Konsequente Liberale gelten als schwierig. Sie haben stets etwas auszusetzen und sie kritisieren die herrschenden Zustände, darunter manches Bequeme und als Bewährt geltende.
Konsequente Liberale mögen den Wettbewerb, befürworten das Entdeckungsverfahren, setzen sich ein für Neues – streben nach etwas Besserem. Vielleicht sind sie Gesellschaftsunternehmer.

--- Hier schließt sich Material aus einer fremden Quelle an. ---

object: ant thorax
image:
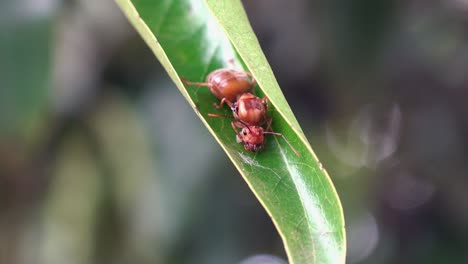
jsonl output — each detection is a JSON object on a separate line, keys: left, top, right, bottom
{"left": 232, "top": 93, "right": 267, "bottom": 125}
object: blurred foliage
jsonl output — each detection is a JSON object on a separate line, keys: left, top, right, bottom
{"left": 2, "top": 0, "right": 468, "bottom": 263}
{"left": 0, "top": 15, "right": 50, "bottom": 140}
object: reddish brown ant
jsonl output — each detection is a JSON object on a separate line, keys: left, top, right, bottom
{"left": 181, "top": 68, "right": 256, "bottom": 103}
{"left": 208, "top": 115, "right": 300, "bottom": 157}
{"left": 183, "top": 69, "right": 299, "bottom": 156}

Ihre Kritik am Sozialstaat stößt auf Ablehnung von vielen Seiten. Inzwischen gehören auch Sozialstaatsliberale dazu. Die Verteidigung gesellschaftlicher Aktivitäten des Staates geht vielfach mit einer Umdeutung respektive Ergänzung der klassischen Vorstellung von Freiheit einher: Die von ihnen befürwortete progressive, positive Freiheit bedarf eines aktiven Staates.

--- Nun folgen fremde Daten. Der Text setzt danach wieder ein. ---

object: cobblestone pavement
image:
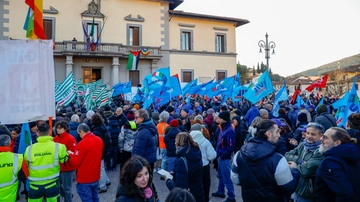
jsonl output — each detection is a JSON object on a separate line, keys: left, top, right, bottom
{"left": 18, "top": 162, "right": 243, "bottom": 202}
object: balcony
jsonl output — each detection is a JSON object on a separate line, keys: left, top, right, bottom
{"left": 53, "top": 41, "right": 162, "bottom": 59}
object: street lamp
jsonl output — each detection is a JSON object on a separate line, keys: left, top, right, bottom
{"left": 258, "top": 33, "right": 276, "bottom": 70}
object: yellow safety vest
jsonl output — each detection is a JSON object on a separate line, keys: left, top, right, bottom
{"left": 25, "top": 136, "right": 67, "bottom": 185}
{"left": 0, "top": 152, "right": 22, "bottom": 202}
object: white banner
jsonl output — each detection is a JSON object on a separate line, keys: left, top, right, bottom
{"left": 0, "top": 40, "right": 55, "bottom": 124}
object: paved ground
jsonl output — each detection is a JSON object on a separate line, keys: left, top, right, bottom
{"left": 18, "top": 162, "right": 243, "bottom": 202}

Konsequente Liberale üben Kritik auf zwei unterschiedlichen Ebene: Theorie und Praxis. Trotz existierender Verbindungen lohnt sich ein trennscharfes Auseinanderhalten. Der Erkenntnisgewinn dürfte höher, die Argumentation treffender sein. Die theoretische Kritik des Sozialstaats beinhaltet sowohl eine Kritik des Staates als auch der sozialstaatlichen Aktivitäten. Dabei werden beide Seiten betrachtet: die Staatsbürokratie und die Politik einerseits sowie die Profiteure andererseits. Die Kritik der sozialstaatlichen Aktivitäten berücksichtigt die negativen Effekte für die Abhängigen und die Verdrängung privater Alternativen. Eine Schlüsselrolle kommt dem Verständnis der Eigengesetzlichkeit der Bürokratie zu. Bürokratie steht als Organisation in ihrer Funktionsweise im Gegensatz zur Gesellschaft als spontane Ordnung. Konsequente Liberale haben stets den institutionellen Rahmen im Blick.

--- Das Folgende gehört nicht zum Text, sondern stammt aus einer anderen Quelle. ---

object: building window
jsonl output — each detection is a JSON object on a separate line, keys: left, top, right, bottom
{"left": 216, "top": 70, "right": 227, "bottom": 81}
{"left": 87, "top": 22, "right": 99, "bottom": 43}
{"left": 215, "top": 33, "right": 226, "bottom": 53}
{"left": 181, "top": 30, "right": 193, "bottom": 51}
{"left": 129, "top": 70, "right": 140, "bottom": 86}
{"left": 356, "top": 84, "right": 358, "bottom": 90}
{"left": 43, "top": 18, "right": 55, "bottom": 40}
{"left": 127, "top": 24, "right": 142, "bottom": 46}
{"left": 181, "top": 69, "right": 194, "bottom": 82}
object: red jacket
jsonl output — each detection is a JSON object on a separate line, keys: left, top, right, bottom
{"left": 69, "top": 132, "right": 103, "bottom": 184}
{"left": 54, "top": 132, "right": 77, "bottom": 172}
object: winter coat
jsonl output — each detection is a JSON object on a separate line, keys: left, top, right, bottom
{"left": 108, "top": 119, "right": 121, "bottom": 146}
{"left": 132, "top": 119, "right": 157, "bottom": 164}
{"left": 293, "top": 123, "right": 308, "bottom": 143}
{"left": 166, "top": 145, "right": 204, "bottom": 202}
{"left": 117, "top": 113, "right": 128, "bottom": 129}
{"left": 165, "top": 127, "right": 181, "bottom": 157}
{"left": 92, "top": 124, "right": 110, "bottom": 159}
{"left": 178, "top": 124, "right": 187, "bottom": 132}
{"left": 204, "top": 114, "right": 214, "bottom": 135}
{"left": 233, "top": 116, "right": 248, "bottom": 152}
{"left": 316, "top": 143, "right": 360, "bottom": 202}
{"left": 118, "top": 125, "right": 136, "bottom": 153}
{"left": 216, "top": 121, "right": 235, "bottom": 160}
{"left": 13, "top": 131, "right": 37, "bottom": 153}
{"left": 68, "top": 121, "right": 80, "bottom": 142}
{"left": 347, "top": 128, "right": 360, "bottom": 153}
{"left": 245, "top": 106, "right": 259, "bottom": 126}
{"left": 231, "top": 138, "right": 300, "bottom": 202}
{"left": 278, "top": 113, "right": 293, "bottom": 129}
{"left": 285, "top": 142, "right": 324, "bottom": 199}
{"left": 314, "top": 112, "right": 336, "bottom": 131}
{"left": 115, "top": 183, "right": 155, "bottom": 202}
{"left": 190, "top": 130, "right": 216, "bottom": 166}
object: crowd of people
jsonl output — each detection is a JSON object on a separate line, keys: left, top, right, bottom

Um die ausgetretenen Pfade zu verlassen und die mehr oder weniger interessanten, aber durchweg bekannten moralischen, politischen und zuweilen ökonomischen Argumente ruhen zu lassen, scheint sich die zweite Ebene für zukünftige Betrachtungen anzubieten: die Praxis. Eine Kritik der sozialstaatlichen Praxis existiert bereits. Die Defizite von Sozialstaaten, ob in den USA oder in Deutschland, sind mannigfach dokumentiert. Zudem gibt es verstreute Hinweise auf Alternativen in Vergangenheit und Gegenwart, die stärker ausgearbeitet werden dürfen – gerade im Kontext der herrschenden sozialstaatlichen Verhältnisse. Von Genossenschaften und Volksbanken im aktuellen Raiffeisenjahr über Kirchen und Sozial-Verbände bis zu unternehmerischen Sozialaktivitäten, ob von Konzernen oder Ich-AGs, dürfte das Spektrum reichen.
Die handlungsleitende Frage lautet: Wie kann der Sozialstaat sozial werden? In konsequent liberaler Perspektive dürfte eine Regulierung ohne Sozialstaatsaktivität ein Ansatzpunkt sein, also eine Krankenversicherungspflicht, die vollständig von echten privaten Versicherungen geleistet wird. Eine Herausforderung besteht für die Fälle, in denen keine privat organisierte Hilfe greift. Schlüssige Praxisvorschläge für private Unfall- und Krankenversorgung sowie eine Sozialhilfe, die jedermann erreicht, werden die Sozialstaatsliberalen ins liberale Lager zurückführen.